A blog about Irish Lighthouses past and present and other selected maritime beacons and buoys of interest
Thursday, June 27, 2013
Cape Clear Island
The ferry from Schull to Cape Clear Island (or Oileann Cleire) now only runs on Wednesdays and Saturdays, so we drove down to Baltimore to get the ferry over to Ireland's most southerly inhabited island.
A lighthouse was established here in 1818 on the southern part of the island. However, it very quickly became apparent that, like Wicklow, Kinsale and others, its position on top of a cliff meant it was frequently obscured by fog and mist
Despite much petitioning by the maritime community, nothing was done about this state of affairs until the inevitable happened.
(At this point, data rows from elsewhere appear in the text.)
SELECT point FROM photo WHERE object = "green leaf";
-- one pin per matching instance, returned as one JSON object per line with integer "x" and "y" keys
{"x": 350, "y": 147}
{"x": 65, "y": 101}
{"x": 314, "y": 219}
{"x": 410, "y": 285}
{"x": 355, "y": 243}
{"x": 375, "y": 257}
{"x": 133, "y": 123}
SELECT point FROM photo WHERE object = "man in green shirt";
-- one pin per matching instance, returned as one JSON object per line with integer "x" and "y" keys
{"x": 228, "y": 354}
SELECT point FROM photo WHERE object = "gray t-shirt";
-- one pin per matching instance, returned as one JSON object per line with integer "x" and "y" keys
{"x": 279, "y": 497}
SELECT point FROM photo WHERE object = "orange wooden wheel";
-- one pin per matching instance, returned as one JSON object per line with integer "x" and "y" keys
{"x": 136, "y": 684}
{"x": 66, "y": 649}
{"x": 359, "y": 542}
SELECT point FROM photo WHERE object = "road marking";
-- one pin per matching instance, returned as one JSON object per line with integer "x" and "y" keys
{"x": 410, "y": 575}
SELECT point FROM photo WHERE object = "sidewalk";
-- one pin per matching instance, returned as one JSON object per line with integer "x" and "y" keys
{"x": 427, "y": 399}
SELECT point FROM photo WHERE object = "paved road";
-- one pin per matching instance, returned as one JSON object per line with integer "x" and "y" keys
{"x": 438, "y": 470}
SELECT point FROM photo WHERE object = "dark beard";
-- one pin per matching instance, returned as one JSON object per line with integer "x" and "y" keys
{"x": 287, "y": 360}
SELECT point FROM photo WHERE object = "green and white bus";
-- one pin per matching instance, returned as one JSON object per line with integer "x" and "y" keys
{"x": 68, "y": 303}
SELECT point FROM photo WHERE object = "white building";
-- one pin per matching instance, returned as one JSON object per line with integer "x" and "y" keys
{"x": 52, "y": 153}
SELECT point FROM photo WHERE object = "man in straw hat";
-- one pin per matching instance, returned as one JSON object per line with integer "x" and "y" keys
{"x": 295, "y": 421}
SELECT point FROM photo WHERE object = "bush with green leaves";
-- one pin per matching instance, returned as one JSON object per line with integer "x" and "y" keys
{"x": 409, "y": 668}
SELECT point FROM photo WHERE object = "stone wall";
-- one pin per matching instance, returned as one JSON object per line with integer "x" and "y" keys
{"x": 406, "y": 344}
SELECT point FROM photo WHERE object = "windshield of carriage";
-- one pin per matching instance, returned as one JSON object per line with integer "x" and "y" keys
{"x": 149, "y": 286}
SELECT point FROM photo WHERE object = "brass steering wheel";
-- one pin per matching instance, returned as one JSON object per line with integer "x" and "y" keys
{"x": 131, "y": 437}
The passenger-carrying sailing ship, the Stephen Whitney, was heading eastwards along the southwest coast of Ireland in heavy fog and, not being able to see Cape Clear light, mistook Crookhaven Light for the Old Head of Kinsale, and ran aground on one of the many jagged islands off West Cork, with the loss of 92 of the 110 souls on board.
Even then, the authorities procrastinated until a letter to the Times from A Seaman (believed by many to be a ship's captain) lambasted them for their tardiness and turn-a-blind-eye attitude and more or less ordered them to put a light on the Fastnet instead. When this happened on the first day of 1854, the Cape Clear light was extinguished.
From the north harbour, where the ferry leaves you, follow the road that cuts through the centre of the harbour, keep going around south harbour and then start climbing. The road leads all the way to the lighthouse.
The light is situated next to an old signal tower built in the early 1800s when the British authorities thought the French might attack, but quickly deserted when it was clear they wouldn't. The lighthouse keepers and their families appropriated the old signal tower quarters. In fact at one time, there was a covered walkway between the lighthouse and the signal tower, only recently removed.
The plaque above was originally placed on the lighthouse but is now situated on the main road between the North Harbour and the Church
Above, the view from the light, with the Fastnet in the distance.
The old cottages are now just end walls and no more.